ExPeRT Exploration Preparation Research and Technology

E3P is an optional programme managed by the Human and Robotic Exploration (HRE) directorate. The Terrae Novae E3P goals are to secure Europe’s central role in global space exploration, deliver new results in both basic and applied science, and offer a compelling vision of global endeavour, enriching society and inspiring the next generations. The programme structures its main activities around four cornerstone exploration campaigns:

1. Humans in low Earth orbit;
2. Humans beyond low Earth orbit;
3. Lunar robotic exploration;
4. Mars robotic exploration.

These are supported by two transversal activity areas, SciSpacE (Science in Space Environment) and ExPeRT (Exploration, Preparation, Research and Technology).

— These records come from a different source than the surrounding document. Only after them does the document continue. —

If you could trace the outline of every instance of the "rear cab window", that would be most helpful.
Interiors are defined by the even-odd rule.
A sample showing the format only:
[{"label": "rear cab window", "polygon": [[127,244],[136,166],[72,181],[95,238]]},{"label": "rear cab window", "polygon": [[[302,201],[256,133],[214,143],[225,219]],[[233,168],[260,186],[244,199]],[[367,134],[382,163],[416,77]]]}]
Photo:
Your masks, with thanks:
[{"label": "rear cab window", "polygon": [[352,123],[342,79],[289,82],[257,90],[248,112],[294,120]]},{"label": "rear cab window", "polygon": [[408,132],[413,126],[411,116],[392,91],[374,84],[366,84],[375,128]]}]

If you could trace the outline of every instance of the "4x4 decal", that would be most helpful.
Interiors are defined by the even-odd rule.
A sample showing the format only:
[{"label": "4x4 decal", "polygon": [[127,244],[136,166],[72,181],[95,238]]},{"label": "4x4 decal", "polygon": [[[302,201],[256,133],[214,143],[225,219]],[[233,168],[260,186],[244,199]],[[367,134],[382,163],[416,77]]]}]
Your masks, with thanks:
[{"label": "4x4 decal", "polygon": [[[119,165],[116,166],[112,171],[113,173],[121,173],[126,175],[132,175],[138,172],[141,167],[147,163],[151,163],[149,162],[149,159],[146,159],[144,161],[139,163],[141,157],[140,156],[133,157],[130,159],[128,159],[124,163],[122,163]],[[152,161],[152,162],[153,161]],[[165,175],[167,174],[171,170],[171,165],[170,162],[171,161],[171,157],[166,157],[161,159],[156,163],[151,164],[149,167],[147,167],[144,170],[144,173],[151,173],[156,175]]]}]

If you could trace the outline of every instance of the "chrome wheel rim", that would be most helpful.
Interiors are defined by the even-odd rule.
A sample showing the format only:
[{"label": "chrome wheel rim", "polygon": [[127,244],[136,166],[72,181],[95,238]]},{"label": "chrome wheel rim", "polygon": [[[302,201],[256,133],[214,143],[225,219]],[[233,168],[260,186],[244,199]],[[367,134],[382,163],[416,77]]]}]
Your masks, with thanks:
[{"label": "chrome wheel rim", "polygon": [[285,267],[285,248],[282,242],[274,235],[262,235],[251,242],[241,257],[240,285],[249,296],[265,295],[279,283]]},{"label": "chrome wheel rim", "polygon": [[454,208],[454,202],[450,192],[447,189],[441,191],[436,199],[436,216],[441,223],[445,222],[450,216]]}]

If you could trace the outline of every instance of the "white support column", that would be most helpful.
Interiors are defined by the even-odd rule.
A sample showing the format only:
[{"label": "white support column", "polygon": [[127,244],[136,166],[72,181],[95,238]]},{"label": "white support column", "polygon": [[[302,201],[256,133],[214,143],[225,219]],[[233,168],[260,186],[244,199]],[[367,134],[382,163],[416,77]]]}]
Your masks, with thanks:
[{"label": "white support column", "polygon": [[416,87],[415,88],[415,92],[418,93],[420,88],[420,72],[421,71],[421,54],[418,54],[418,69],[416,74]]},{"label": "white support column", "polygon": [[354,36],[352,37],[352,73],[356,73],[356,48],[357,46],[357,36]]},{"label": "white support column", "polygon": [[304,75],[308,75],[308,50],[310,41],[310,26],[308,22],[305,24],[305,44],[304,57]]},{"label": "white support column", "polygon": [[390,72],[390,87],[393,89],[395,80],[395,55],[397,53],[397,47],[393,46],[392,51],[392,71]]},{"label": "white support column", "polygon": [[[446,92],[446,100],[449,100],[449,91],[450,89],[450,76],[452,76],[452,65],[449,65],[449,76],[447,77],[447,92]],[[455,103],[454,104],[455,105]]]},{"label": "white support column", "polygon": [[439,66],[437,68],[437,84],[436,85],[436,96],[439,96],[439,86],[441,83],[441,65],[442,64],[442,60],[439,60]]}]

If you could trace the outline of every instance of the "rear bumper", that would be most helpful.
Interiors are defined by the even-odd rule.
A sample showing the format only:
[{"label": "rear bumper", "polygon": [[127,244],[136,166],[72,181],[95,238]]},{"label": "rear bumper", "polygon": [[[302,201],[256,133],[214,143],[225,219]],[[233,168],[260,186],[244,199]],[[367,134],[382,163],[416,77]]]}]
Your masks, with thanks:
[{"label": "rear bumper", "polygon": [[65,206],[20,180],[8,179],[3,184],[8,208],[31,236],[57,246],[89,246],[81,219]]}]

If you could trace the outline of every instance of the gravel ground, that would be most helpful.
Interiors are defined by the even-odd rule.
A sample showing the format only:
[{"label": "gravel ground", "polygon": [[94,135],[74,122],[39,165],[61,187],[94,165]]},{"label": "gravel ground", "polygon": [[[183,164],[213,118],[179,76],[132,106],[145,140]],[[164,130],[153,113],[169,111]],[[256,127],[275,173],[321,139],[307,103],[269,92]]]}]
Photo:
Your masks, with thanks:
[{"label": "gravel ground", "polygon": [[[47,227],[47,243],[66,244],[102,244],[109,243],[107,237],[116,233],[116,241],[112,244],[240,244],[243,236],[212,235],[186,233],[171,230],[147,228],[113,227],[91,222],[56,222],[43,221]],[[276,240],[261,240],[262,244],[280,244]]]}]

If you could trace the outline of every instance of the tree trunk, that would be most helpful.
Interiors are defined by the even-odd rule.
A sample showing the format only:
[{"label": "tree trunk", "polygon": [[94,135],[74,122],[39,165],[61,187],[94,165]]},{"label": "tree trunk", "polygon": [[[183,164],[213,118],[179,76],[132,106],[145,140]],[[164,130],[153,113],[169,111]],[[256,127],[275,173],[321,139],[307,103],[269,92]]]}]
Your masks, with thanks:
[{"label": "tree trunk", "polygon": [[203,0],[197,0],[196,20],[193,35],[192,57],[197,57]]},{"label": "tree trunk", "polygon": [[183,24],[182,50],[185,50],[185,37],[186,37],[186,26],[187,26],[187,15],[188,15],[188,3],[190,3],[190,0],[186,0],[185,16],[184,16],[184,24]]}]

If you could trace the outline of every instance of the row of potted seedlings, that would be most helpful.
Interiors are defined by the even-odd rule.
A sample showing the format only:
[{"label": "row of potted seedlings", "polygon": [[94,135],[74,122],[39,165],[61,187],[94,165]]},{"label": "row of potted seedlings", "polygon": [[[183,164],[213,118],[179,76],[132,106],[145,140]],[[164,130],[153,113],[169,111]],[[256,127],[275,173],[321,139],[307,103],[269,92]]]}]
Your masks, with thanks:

The ExPeRT area is created to integrate all activities needed to prepare for and initiate new human and robotic exploration missions. It does this by integrating, coordinating, and managing the development of studies and technologies for future Exploration missions to low Earth orbit, Moon and Mars destinations. This preparation is essential to position Europe for upcoming opportunities with various partners expected in the next few years.

The objectives of ExPeRT are to:

• ensure that future exploration missions, projects and associated technologies are well prepared and de-risked;
• facilitate the selection process of new exploration missions and projects by providing the adequate maturity for system definition and technology readiness;
• establish new collaborations with international partners (both existing and emerging) to create future exploration opportunities;
• identify European leadership and enable autonomous capability.

ExPeRT therefore:

• Implements architecture and mission definition studies for exciting and inspiring new robotic and human missions and associated vehicles and infrastructure elements;
• Prioritises and oversees early development of technologies needed for future exploration missions up to a sufficient maturity (Technology Readiness Level - TRL) for implementation;
• Assesses the scientific, technological and overall benefits of missions and projects to be proposed for implementation;
• Explores new opportunities for cooperation in space exploration with established international partners as well as new ones.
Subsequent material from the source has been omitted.